Introduction: Karnataka state has a total of 176 blood banks, with a total collection of around 650,000 units annually. From January 2014, all units under the Department of Health and Family Welfare services are tested at NAT Lab established at the Central facility and from September 2014, standalone Regional Blood Transfusion Centre was included in the State Government project. Aim and Objective: The aim of the study is to analyze the nucleic acid testing (NAT) for our donor population and demonstrate consolidation of blood transfusion service through a centralized testing center for NAT and also to assess safety benefits of implementing individual donor NAT (IDNAT). Materials and Methods: We collect nearly 40,000 units annually from voluntary donors with 30% repeat donations. The donors undergo strict predonation counseling, donor questionnaire, and medical examination.
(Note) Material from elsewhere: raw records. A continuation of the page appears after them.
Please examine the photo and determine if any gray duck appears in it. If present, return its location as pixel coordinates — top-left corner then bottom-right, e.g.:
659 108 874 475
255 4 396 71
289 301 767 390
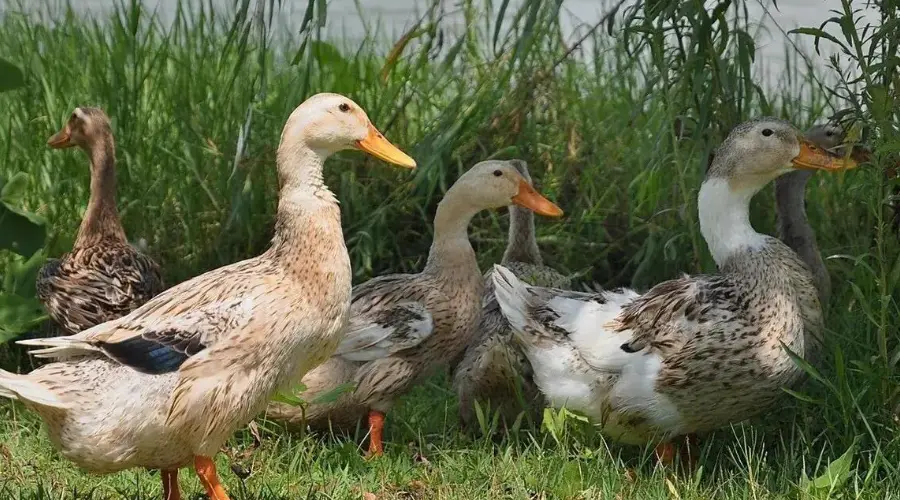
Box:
452 160 572 427
494 118 855 460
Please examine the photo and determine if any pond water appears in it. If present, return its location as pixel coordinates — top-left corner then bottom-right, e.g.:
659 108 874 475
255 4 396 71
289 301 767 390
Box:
0 0 877 88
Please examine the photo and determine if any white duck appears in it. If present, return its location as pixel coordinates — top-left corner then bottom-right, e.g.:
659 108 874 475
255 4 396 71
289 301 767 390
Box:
0 94 415 500
267 160 562 455
494 118 855 459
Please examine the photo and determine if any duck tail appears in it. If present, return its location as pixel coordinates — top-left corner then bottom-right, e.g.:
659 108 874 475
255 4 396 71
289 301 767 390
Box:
16 336 103 359
0 370 69 408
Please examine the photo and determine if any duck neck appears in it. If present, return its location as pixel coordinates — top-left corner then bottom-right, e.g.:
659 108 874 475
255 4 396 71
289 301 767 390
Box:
423 190 478 276
75 135 127 248
697 177 765 268
775 170 831 304
501 205 543 266
270 144 346 265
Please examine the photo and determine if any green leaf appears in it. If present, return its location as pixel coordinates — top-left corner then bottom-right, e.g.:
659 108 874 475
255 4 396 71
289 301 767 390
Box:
309 40 347 66
272 382 307 406
309 382 356 405
0 172 28 205
3 251 47 297
788 28 848 55
0 59 25 92
0 292 47 343
800 440 856 491
0 172 47 257
0 203 47 257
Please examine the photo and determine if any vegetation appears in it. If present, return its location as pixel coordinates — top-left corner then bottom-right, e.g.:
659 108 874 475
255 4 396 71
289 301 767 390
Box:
0 0 900 500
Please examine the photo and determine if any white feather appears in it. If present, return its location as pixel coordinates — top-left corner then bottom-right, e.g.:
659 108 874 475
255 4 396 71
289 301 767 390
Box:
335 302 434 362
0 370 70 409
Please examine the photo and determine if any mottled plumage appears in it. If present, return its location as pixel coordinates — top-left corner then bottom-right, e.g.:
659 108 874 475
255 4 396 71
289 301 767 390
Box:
494 119 843 450
37 108 164 333
452 160 571 426
267 161 561 453
0 94 415 500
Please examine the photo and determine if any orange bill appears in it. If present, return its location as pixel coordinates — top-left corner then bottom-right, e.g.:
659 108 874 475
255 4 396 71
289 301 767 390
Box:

The units collected are tested for human immunodeficiency virus (HIV), hepatitis B virus (HBV) and hepatitis C virus (HCV) by ECI using VItros 3600. All the units are tested by NAT at Central NAT Lab, screened by Procleix® Panther System by Grifols. Results: From September 2014 to March 2016, total 50,903 samples tested for NAT. Of 50,903 samples, 588 samples (1.15%) were reactive by Chemiluminescence including 265 for HBV, 188 for HCV, and 135 for HIV. Total NAT reactive samples were 254, out of this 11 reactive for HIV-1 (0.02%), 2 reactive for HCV (0.003%), 235 (0.46%) reactive for HBV. There was one HIV and 10 HBV infection cases that were not detected by serology but reactive by NAT. The yield detected is 0.021% or one in 5000. Conclusion: The IDNAT project has helped in preventing window period infections thus reducing the treatment cost and burden on healthcare. It has added benefits in blood safety and should be considered along with the basic quality assured blood transfusion system such as volunteer base for blood donation, provision of donor self-deferral, donor notification, and quality assured sensitive serological methods.